Jeder vierte Österreicher ist tätowiert. Seien es ein grafisches Muster, die Namen der Liebsten oder eines Idols – Tattoos sind in der Mitte der Gesellschaft angekommen. Nun schlägt eine Neuigkeit vor allem in der Tattoo-Szene hohe Wellen. Denn tätowierte Haut ist auch ein Politikum. Zwei Farbpigmente, die sich besonders oft auf der Haut von Tattoo-Liebhabern finden, könnten bald verboten sein: Blau 15 und Grün 7. Ein entsprechender Vorschlag der Europäischen Chemikalienagentur Echa soll in den nächsten Wochen von der EU-Kommission verabschiedet werden, wie es aus EU-Kreisen heißt.

Keine einheitlichen Regeln

Einheitliche Regeln über die in Tätowiermitteln enthaltenen Stoffe gibt es bisher hingegen nicht. Der Vorschlag der Echa sieht vor, mehr als 4000 bedenkliche Substanzen bei Tattoo-Farben und permanentem Make-up zu beschränken. Darunter auch die Farbpigmente Blau 15 und Grün 7, die in zwei Dritteln aller Tätowierfarben enthalten sind.

In Kosmetika verboten

Die Echa moniert nach Angaben eines Sprechers vor allem, dass es nicht genug Informationen gebe, die den sicheren Gebrauch der Pigmente garantierten. Hinzu kommt, dass sowohl Blau 15 als auch Grün 7 in bestimmten Kosmetika bereits verboten sind. Die Echa argumentiert, dass ein Stoff, der auf der Haut verboten ist, unter der Haut nicht erlaubt sein dürfe. Auch das deutsche Bundesinstitut für Risikobewertung BfR betrachtet die Datenlage zu den beiden Pigmenten als unvollständig, wie es in einer Stellungnahme schreibt. Dort heißt es jedoch auch: „Beide Pigmente weisen eine geringe akute Toxizität auf.“

Keine Norm für Farbstoffe

Doch wie gefährlich sind Tätowierungen nun wirklich? Martin Inzinger, Facharzt in der Abteilung für Dermatologie und Venerologie am Klinikum Klagenfurt am Wörthersee: „Tätowierungen sind zwar an sich nicht gefährlich, es besteht aber schon Infektionsgefahr, weil es doch kleine Wunden sind, die der Haut zugefügt werden.“ Schließlich werden die Motive mittels Nadeln in eine tiefere Hautschicht, die sogenannte Lederhaut, eingearbeitet.

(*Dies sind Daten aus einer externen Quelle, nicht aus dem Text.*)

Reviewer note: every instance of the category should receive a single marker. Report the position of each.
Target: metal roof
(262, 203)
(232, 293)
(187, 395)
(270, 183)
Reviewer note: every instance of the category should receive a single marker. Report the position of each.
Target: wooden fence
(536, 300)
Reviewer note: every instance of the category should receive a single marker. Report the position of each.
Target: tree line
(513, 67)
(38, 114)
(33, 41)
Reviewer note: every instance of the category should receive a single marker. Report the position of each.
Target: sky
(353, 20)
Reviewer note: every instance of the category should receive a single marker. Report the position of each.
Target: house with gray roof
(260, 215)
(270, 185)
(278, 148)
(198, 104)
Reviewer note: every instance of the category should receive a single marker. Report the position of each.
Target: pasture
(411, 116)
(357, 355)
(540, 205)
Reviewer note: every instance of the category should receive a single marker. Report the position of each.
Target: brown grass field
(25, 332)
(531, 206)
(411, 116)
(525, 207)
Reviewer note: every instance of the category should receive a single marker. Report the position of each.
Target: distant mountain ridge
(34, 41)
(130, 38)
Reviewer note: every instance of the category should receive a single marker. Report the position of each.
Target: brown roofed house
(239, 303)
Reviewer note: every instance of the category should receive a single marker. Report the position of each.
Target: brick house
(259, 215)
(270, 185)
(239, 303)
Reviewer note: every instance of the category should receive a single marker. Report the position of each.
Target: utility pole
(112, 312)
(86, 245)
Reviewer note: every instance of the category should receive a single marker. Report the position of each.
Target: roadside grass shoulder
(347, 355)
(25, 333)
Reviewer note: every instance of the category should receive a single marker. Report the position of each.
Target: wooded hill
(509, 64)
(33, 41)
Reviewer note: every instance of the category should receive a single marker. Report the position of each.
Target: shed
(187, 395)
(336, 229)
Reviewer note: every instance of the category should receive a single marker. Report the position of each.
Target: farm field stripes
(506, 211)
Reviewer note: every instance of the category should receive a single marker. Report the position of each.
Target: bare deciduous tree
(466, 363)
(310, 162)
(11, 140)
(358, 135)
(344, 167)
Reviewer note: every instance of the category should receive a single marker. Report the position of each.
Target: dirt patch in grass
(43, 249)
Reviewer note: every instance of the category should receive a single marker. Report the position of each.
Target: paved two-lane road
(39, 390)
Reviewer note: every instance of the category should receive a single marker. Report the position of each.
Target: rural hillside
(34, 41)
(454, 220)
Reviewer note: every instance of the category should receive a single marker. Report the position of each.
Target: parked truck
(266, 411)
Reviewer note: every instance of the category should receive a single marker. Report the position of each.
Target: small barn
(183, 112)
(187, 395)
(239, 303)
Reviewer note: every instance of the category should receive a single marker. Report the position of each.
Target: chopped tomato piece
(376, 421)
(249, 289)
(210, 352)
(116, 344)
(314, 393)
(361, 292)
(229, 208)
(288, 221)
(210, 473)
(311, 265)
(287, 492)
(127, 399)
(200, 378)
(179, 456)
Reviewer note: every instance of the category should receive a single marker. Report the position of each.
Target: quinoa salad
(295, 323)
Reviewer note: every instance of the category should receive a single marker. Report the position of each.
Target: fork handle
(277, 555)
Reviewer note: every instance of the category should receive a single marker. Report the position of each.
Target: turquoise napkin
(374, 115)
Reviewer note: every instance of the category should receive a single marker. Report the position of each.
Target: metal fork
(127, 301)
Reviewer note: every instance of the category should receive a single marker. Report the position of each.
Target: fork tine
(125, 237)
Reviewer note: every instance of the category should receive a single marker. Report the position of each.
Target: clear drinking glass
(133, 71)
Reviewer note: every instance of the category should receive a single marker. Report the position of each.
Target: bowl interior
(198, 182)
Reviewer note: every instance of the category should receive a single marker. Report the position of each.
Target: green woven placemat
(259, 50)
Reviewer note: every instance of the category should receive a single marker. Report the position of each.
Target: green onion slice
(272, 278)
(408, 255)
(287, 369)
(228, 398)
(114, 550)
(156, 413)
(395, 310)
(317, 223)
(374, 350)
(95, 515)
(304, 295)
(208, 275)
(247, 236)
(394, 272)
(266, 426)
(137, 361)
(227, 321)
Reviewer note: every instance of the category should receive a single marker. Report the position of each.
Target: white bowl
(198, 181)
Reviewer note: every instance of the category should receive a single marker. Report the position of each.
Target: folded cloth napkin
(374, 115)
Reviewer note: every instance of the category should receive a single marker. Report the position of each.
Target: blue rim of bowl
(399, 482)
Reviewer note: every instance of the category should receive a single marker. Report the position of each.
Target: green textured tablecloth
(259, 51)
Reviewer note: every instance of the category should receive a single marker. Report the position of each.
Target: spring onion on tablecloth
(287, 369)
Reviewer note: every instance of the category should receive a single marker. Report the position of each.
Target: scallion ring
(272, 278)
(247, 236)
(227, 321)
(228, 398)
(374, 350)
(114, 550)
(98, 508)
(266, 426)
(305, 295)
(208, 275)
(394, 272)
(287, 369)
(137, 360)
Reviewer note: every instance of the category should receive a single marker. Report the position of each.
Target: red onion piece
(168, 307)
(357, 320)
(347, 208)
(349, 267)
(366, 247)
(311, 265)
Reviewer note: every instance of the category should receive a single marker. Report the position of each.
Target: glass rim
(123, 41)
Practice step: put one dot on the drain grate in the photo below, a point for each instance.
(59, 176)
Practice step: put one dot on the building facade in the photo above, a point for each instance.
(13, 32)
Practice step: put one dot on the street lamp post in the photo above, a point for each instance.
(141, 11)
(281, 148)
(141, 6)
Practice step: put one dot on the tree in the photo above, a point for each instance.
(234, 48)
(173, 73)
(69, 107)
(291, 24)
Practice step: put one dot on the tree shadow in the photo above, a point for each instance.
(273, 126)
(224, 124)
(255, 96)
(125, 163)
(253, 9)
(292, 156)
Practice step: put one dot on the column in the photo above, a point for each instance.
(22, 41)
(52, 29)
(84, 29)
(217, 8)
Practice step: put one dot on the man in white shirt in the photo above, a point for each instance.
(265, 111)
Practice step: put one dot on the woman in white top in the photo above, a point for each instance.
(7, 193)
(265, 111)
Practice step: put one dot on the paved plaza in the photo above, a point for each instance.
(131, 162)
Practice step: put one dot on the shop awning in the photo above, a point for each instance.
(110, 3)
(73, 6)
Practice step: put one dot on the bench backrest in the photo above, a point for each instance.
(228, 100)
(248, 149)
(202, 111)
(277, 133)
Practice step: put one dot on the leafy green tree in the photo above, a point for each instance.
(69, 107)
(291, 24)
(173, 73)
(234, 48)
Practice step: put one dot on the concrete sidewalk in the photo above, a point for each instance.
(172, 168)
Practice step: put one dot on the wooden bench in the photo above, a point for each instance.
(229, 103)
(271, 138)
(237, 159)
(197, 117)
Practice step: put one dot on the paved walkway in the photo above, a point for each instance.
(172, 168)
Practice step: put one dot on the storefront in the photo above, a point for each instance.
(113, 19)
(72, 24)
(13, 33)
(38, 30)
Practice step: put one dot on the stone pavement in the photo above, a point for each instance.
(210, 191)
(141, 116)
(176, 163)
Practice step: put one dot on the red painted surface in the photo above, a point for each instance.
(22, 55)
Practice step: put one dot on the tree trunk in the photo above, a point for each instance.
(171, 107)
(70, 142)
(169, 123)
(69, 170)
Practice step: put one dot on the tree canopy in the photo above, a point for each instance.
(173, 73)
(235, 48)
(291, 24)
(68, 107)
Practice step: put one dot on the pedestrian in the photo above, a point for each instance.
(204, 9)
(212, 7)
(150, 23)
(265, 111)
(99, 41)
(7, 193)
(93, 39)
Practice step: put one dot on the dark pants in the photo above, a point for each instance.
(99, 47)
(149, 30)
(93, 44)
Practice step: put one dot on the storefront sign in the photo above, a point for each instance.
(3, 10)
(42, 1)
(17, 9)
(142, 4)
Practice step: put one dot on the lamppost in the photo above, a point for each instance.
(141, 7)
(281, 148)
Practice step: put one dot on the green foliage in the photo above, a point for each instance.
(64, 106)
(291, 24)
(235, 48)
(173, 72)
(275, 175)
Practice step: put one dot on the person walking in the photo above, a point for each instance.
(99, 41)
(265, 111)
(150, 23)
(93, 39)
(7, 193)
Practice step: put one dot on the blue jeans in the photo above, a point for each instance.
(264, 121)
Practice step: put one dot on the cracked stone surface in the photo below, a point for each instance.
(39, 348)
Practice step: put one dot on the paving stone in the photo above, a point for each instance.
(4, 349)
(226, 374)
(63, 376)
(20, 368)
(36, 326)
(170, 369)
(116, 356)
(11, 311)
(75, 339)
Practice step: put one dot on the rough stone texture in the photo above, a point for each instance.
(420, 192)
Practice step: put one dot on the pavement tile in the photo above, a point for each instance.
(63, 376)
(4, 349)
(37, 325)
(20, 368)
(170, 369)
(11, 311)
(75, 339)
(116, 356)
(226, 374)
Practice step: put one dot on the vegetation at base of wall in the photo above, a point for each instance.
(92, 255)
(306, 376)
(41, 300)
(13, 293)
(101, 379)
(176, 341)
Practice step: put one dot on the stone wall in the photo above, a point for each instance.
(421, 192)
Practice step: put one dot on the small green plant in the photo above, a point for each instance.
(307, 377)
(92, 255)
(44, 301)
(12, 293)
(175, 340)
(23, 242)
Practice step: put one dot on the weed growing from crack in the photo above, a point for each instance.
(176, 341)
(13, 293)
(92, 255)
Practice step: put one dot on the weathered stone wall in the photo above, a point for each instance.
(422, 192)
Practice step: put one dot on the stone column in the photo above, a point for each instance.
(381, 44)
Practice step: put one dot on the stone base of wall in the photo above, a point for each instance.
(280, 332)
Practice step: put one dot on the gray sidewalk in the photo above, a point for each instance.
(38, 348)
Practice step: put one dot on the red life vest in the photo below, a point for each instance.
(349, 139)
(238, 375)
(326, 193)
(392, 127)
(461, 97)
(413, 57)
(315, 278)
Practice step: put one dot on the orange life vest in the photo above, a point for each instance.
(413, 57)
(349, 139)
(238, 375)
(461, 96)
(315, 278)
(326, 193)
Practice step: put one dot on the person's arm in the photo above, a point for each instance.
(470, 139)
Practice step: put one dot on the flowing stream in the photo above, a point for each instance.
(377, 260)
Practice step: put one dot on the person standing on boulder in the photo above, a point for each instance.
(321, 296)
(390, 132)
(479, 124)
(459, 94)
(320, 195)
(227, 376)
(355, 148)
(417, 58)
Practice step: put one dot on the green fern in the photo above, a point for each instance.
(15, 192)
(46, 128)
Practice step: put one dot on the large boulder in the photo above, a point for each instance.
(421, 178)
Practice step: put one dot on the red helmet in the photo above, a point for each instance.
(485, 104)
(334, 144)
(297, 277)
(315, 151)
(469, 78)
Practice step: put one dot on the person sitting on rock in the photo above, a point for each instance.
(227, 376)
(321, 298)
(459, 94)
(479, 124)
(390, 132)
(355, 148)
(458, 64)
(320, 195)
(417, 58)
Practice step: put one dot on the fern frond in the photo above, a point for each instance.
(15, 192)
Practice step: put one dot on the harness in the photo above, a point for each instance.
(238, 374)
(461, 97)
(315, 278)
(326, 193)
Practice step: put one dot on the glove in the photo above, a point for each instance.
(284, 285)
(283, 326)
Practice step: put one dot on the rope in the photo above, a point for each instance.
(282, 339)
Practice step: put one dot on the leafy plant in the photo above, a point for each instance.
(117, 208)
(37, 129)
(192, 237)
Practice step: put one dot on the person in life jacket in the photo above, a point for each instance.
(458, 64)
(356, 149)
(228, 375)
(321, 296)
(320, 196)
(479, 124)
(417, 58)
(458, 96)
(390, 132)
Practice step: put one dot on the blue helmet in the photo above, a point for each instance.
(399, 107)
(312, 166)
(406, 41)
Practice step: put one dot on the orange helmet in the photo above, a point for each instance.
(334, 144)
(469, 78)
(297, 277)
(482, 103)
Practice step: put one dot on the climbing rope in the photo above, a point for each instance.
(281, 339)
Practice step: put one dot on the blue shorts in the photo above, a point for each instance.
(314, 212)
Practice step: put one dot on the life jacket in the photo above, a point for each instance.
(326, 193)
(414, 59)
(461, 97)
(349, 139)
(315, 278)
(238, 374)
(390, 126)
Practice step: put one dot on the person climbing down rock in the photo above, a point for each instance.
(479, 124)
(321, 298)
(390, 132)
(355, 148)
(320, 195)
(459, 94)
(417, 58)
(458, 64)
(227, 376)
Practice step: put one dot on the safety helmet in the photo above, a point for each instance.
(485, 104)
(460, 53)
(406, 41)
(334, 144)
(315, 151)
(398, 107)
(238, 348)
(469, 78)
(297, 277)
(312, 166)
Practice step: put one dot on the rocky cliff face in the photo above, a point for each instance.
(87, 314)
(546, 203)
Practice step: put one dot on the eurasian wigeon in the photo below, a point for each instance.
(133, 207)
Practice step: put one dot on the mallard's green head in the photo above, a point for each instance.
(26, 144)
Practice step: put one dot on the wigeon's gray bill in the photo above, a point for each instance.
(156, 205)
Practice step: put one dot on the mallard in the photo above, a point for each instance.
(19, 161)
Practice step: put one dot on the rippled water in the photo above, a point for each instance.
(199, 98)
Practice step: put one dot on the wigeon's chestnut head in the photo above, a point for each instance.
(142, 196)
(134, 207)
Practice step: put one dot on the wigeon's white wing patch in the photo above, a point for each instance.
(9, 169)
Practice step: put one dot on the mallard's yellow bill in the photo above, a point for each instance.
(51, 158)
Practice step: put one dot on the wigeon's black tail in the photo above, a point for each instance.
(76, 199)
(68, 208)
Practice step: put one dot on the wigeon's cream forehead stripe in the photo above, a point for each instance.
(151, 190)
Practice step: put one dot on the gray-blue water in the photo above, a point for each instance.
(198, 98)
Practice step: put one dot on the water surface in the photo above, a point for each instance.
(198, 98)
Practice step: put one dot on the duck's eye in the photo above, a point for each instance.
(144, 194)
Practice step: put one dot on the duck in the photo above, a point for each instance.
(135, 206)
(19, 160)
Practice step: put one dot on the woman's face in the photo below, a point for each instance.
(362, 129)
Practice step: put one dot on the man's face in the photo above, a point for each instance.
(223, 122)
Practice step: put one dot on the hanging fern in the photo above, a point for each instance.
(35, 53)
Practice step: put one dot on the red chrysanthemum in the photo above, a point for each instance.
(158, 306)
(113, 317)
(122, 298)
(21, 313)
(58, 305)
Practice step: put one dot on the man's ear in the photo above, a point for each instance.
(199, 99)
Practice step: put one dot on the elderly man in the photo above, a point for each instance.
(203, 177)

Der Dermatologe weist aber auch auf den nun viel diskutierten Punkt hin: „In Österreich gibt es zu den verwendeten Farbstoffen keine Norm. Am Ende muss man dem Tätowierer das Vertrauen entgegenbringen, dass er eine Farbe verwendet, die zumindest einem gewissen Standard entspricht.“

Entfernung – teuer, schmerzhaft, langwierig

Daisy Kopera vom Ästhetikzentrum an der Universitätsklinik für Dermatologie am LKH Graz kommt zum Einsatz, wenn man sich das mit der lebenslangen Kunst wieder überlegt hat. Im Schnitt kommen drei Patienten in der Woche ins Laserzentrum, die sich dafür entschieden haben, ihrem Tattoo – Totenköpfe, Telefonnummern, Initialen – endgültig Lebwohl zu sagen.